July 7, 2015
For several years now, BSDCan has been known in the FreeBSD universe as the place to be. It features great talks, is attended by many people FreeBSD core developers, some who usually don’t make it over to one of the European conferences, as well as the largest FreeBSD developer summit. In 2010 I was lucky to have the FreeBSD Foundation sponsor my trip to BSDCan. This year I was fortunate to have the Foundation sponsor my trip again.
I arrived in Canada some time before the conference to see a bit of the country, and to shed any sign of jetlag before the start of the developer summit (a lesson I learned from my previous BSDCan trip). At the “Goat BoF” the day before the start of the developer summit I met many familiar faces, and was able to meet some people I knew by name but had never met in person before.

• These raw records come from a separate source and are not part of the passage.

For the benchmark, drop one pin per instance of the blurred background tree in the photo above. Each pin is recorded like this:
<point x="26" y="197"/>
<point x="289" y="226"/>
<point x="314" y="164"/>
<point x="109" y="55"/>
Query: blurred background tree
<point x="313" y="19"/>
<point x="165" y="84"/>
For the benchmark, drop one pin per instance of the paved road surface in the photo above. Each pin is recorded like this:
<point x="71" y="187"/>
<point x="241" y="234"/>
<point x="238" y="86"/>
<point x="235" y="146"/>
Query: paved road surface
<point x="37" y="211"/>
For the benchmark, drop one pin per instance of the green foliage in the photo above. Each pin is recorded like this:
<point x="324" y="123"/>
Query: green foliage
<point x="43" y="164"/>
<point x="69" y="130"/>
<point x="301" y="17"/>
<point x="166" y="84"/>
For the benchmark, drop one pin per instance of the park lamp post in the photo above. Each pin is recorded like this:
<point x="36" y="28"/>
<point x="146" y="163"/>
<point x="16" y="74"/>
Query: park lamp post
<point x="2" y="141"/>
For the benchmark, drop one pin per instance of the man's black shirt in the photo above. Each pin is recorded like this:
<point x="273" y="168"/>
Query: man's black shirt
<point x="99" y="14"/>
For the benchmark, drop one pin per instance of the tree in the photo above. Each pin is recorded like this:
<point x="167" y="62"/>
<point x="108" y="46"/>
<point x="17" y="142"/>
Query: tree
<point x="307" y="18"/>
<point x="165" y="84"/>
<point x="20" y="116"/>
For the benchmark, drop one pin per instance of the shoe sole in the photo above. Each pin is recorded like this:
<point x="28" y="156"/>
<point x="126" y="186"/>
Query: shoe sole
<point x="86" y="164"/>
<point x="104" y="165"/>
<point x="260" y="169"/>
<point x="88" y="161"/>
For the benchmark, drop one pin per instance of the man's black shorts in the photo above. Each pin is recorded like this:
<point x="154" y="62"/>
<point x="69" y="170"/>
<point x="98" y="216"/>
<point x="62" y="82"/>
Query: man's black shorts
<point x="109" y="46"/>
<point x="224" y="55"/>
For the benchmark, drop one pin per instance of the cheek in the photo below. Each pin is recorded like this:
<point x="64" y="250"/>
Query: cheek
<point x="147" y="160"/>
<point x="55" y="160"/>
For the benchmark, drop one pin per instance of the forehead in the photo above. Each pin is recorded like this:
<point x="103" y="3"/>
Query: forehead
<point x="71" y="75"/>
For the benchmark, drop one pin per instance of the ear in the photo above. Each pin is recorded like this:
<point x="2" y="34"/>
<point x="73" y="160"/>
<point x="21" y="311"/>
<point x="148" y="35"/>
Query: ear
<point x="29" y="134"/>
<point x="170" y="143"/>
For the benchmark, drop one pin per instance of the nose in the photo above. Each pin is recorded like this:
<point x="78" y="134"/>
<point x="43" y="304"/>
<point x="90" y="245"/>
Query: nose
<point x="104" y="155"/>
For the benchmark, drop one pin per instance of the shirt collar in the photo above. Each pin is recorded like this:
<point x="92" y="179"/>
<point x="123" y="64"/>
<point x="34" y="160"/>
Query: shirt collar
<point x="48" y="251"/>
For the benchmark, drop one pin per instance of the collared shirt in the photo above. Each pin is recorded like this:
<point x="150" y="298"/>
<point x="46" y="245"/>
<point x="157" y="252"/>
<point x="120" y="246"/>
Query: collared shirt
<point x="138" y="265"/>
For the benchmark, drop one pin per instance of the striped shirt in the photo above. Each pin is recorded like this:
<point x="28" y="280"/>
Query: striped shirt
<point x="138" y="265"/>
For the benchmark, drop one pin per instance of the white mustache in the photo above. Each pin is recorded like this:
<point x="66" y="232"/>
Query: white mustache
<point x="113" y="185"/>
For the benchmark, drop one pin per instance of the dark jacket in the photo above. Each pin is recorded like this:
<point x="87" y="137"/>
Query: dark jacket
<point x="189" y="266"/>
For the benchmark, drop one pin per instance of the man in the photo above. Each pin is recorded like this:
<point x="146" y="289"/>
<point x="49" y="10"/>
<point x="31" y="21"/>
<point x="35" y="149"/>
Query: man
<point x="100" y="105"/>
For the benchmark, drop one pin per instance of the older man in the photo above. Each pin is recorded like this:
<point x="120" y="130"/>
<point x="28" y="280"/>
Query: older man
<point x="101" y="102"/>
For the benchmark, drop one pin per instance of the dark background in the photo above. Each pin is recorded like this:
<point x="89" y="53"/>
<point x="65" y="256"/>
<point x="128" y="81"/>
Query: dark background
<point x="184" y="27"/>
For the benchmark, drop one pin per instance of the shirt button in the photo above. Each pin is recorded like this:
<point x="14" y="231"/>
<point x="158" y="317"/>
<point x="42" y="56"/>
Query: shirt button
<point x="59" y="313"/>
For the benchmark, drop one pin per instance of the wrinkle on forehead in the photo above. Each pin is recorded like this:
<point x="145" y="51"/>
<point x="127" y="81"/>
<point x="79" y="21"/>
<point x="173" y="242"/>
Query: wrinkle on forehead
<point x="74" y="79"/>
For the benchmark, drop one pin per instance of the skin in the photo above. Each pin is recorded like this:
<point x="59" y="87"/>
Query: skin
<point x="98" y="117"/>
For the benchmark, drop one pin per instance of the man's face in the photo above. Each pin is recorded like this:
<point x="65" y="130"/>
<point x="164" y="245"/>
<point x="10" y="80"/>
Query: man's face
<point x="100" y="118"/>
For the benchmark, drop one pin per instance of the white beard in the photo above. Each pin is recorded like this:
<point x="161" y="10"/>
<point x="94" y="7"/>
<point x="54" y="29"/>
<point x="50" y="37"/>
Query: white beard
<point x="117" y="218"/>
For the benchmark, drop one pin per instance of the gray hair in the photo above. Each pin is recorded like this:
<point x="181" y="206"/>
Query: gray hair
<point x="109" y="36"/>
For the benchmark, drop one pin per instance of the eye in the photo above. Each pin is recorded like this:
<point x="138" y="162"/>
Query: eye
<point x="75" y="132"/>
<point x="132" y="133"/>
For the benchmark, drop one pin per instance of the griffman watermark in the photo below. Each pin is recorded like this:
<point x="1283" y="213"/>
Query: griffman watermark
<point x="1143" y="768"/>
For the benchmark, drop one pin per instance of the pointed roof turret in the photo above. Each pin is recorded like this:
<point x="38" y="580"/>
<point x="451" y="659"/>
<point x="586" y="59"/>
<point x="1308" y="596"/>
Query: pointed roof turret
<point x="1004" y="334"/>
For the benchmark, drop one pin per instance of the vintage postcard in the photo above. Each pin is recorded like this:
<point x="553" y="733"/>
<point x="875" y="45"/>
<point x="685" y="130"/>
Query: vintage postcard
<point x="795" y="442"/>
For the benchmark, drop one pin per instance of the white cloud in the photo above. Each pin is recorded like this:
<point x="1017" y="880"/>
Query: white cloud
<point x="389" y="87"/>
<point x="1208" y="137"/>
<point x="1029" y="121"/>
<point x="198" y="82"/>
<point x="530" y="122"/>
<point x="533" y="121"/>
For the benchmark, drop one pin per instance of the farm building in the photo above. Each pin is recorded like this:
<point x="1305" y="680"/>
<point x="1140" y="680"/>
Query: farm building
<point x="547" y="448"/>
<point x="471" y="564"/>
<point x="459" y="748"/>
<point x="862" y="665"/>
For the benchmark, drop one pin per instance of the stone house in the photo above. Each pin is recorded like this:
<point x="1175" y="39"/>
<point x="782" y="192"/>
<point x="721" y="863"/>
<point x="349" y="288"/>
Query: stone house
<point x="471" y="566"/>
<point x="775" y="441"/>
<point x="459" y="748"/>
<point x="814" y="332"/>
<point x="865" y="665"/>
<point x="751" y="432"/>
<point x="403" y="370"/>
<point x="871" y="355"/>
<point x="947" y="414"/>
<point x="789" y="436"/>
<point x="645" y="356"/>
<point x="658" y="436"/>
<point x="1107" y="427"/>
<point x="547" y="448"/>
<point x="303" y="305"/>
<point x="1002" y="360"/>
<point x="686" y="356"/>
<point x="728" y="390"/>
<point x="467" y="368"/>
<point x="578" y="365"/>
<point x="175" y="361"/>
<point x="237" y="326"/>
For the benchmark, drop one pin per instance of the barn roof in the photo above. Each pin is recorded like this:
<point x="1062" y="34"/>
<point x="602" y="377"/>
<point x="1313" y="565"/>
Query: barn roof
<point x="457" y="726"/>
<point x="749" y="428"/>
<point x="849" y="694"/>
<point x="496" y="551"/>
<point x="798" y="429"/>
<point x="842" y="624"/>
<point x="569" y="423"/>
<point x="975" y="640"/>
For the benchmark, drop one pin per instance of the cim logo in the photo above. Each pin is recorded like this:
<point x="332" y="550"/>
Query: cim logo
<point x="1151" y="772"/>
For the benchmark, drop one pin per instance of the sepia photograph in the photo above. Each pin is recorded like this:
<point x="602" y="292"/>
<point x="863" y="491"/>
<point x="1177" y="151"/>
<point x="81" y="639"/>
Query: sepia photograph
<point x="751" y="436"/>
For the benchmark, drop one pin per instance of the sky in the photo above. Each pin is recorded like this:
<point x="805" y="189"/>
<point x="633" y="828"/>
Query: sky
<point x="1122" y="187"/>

The next day was marked the start of the devsummit. It’s hard to find a better place to get things done than in this inspiring atmosphere, single-mindedly focused on FreeBSD. Uninterrupted FreeBSD time is something I usually lack, so I managed to make a progress on a few of my long-standing TODO items, most notably the export of the OpenBSM repository from the FreeBSD Perforce server to git. The issues this presented on previous attempts were still there, but this time I was able to get it done and, after some more work after the conference, the repository has finally moved to GitHub. Another thing I explored was using BHyVe as a provider for Vagrant, a popular tool for creating reproducible development environments.
On the second day of the summit, I participated in the documentation working group. It was great to finally meet some of the most active people in the last few years. We had a productive day with Warren Block as ring leader, discussing topics ranging from translation, over the doc toolchain, to manpages. A special treat was the presence of Ingo Schwarze from the OpenBSD project and maintainer of the mandoc package, as well as Ryan Lortie from GNOME. Having outside experiences definitely benefited the discussion. One of my goals was discussing moving the release documentation from the source repository to the doc repository, to allow us to make corrections after a release. It was a good discussion, and Hiroki Sato explained some issues I had not considered beforehand.
The conference itself was a fantastic. It does not happen every day that you have people like Stephen Bourne, Andrew Tanenbaum and Kirk McKusick under the same roof. There were many great talks, however the most interesting one for me was “Molecular Evolution, Genomic Analysis and FreeBSD”, given by Joseph Mingrone. I’m a graduate student in cancer genomics (the analysis of genetic data from cancer patients), which is a closely related field with many of the same issues and tools. Biological and medical research is dominated by Linux, with the problem that scientific researchers usually don’t write the best and most portable code. This makes it more difficult to use FreeBSD, as oftentimes one wants to try out software from the latest research paper. Combined with the fact that biological/medical datasets are oftentimes huge, performance really matters, ruling out virtualization. As it turns out, Joseph had the same experience but found that bhyve appears to have low enough overhead to make this feasible. My hope is that we can work together to make FreeBSD a better platform for this kind of research.
In the evenings, I spent time in the hacker and doc lounges where the discussions and the work continued.
All in all, the conference and the devsummit were a great success for me. I learned a lot, and it’s always astonishing how seeing the cool stuff other people have been working on motivates me to work on FreeBSD better myself. Thank you to the FreeBSD Foundation for making this trip possible!